Fig. 3 shows an example of an antenna according to the invention as seen from above, or from the side of the radiating plane. The circuit board PCB of a radio device is seen below the radiating plane 320, the conductive upper surface of the circuit board functioning as a ground plane 310 of the antenna. The antenna short- circuit conductor joins the radiating plane at the short-circuit point, or the grounding point G, and the feed conductor joins the radiating plane at the feeding point F. In addition, a conductor of the antenna adjusting circuit joins the radiating plane at the adjusting point X. In this example the radiating plane is rectangular by outline, and all three points are located at its same long side, the feeding point being located closest to a corner and the grounding point being located therebetween. The radiating plane is shaped so that the antenna of the example is a dual-band antenna; it has a lower and an upper operating band. The lower operating band is based on the PIFA structure formed by the radiating plane, the ground plane and the feed and short-circuit conductors. The upper operating band is based on the slot radiator, which slot 322 starts at the edge of the radiating plane, beside the adjusting point X, on the farther side of the point X as seen from the grounding point G. The slot 322 ends in the inner area of the radiating plane near the opposite end of the plane as seen from the feeding point. The slot naturally affects the electric length of the lower operating band radiator 320 at the same time. In the radiating plane there is also an L-shaped slot starting between the feeding and short-circuit points, by which slot the antenna matching is improved both in the lower and the upper operating bands. In addition, the radiating plane has in this example two projections being directed towards the ground plane to tune the an- tenna and to improve its matching. One projection 328 is located at the end on the side of the feeding point, and the other projection 329 is located at the side of the grounding and adjusting points, from the open end of the slot radiator 322 towards the opposite end of the plane.

Based on the location of the adjusting point X, a circuit connected to it affects both the lower and the upper operating band. If the adjusting point were connected directly to the ground plane, for example, the electric length of the antenna parts corresponding to both the lower and the upper operating band would decrease, in which case both bands would shift upwards. The adjusting circuit connected to the adjusting point is located either below the radiating plane 320 or on the opposite side of the circuit board PCB.
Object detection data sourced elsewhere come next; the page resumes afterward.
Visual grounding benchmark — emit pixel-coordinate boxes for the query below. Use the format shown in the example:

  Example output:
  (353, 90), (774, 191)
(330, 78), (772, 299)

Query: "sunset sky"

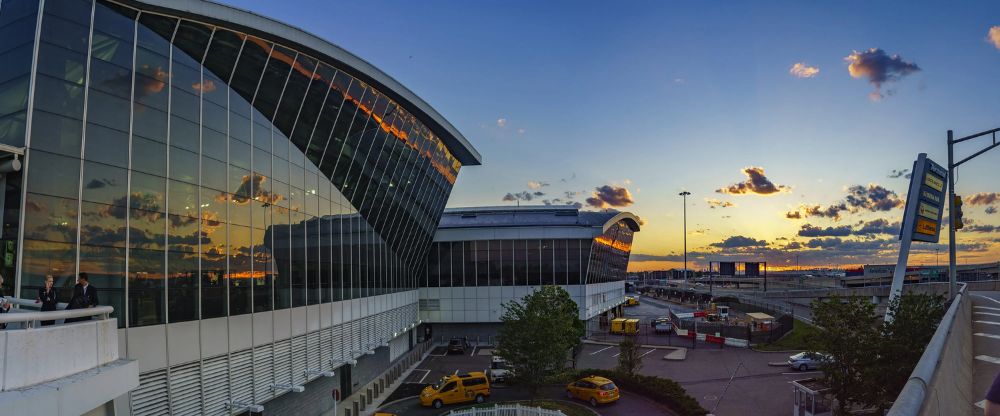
(224, 0), (1000, 270)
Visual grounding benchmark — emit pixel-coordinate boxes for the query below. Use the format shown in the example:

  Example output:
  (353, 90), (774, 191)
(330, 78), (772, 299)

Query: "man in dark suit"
(66, 273), (98, 323)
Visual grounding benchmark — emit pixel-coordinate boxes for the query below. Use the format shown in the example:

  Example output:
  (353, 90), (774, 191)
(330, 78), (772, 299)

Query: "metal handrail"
(0, 297), (115, 329)
(888, 283), (968, 416)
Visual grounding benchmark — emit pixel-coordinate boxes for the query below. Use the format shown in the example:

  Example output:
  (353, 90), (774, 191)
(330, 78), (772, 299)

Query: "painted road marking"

The electric distance between the grounding point G and the adjusting point X has a significant effect on how big the band displacements are when the adjusting circuit is controlled. In an antenna according to the invention, said distance is one variable in addition to the variables of the adjusting circuit when a desired result is seeked. An arrangement is included in the radiating plane for setting said distance. At the simplest, this arrangement means only that the direct distance between the points G and X is chosen to be suitable. In the example of Fig. 3 the arrangement comprises a notch 326 being located in the portion of the radiating plane between those points.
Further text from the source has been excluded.